Deep Salty Water A Boon in Desert

By | Uncategorized

12/29/2008 Peter Sanchez, CEO – Atrisco Oil & Gas

(Printed in Albuquerque Journal, Monday, December 29, 2008)

The recent discoveries of deep brackish water on Albuquerque’s west side and in Sandoval County have provoked a chorus of discussions.  Some dialogue has been thoughtful and some has been alarmist and parochial.  All points of view are necessary to choose the correct path.  But we have not heard a glaringly obvious perspective.  I present a case regarding deep water yet to be voiced:

In a desert… the discovery of any water is good.

Atrisco Oil & Gas discovered water while searching for natural gas this past year.  Found at depths from 6,200 to 7,200 feet, the water is brackish.  Because of its depth, it is outside the jurisdiction of the Office of the State Engineer (OSE).  This lack of governmental oversight is at the root of much of the outcry, for some fear that the discovery of water is analogous to unbounded sprawl.

Quite simply, more water, a desperately needed resource, does not automatically lead to the building of more houses. Atrisco Oil & Gas is not promoting the proliferation of new housing developments simply because we found water.  Moreover, we fully appreciate that the Atrisco water is not a renewable source and recognize that its use for new development may not be conscientious.  Development is planned and controlled by city and county administrators who take all available resources into account. It is unrealistic to think that discoveries of brackish water are going to automatically result in an acceleration of home development.

Yet the question remains, do we regulate or not?  We believe regulation would be beneficial for deep water discoveries.  Regulation could actually stimulate more business investment and result in more water supplies for our communities.  A considerable amount of investment risk rests solely with water entrepreneurs and partnering investors.  Regulation, on a practical level, would lessen the uncertainties currently inherent in New Mexico’s deep water law and thus further encourage investment and discovery initiatives.  However, regulation must be balanced.  The New Mexico Legislature must be careful to consider and protect all interests when extending the OSE’s jurisdiction to include deep brackish water.  Legislating insurmountable laws that discourage investment and risk-taking will result in a disservice to the community and state.  More discoveries make good practical and economic sense for residents in this arid community.  But economic development cannot proceed successfully without sensible and balanced regulation.

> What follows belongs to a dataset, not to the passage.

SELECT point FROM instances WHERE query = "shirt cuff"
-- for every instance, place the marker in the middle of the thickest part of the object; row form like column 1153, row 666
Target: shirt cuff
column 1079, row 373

While the quantity of Atrisco water is not yet confirmed, it is very likely substantial.  And while it is not renewable and therefore not suitable for significant new growth, it is nonetheless valuable.  The discovery of any quantity of water cannot be a bad thing.  The only problem is no water.  To put the brakes on new water discoveries because they are not renewable – to discourage this type of business ingenuity – is just not smart. The Atrisco water can help address our limited water supply and should not create angst-driven manufactured problems. Water such as this can supplement supplies until better technology is available to economically desalinate the abundance of ocean water or divert water from flood areas to arid regions. Nonrenewable water can be a short-term solution.  

Brackish water can also play a role in stimulating long-term economic growth.  For example, brackish watercan be used as a raw material in manufacturing such as paper production and alternative energy processes such as solar energy.  If Albuquerque can provide industries with a low-cost resource to manufacture their products, providing the opportunity to improve their profit margin – for a lengthy, albeit limited, time – new jobs would result.  Manufacturers are currently using potable forms of water that would better serve people, purely because it’s all they have.

The days of plentiful, and therefore inexpensive, water are behind us.  In spite of a lack of abundant water, our state continues to grow.  If our supplies only diminish, the price we pay for water will continually rise.  To thwart discovery efforts or to fail to recognize the importance of new found water would be irresponsible.

It has been said that without regulation, deep water is a “free for all,” in which anyone can claim and pump the water.  Ironic, considering that there is nothing “free” about deep water.  The investment in research, discovery, extraction, processing, waste disposal and even legal costs make deep water far from free.  Deep brackish water is, however, “for all.”  And a balanced and sensible legislative policy could prove to be what is needed to achieve a winning solution for all residents of this state, both today and tomorrow.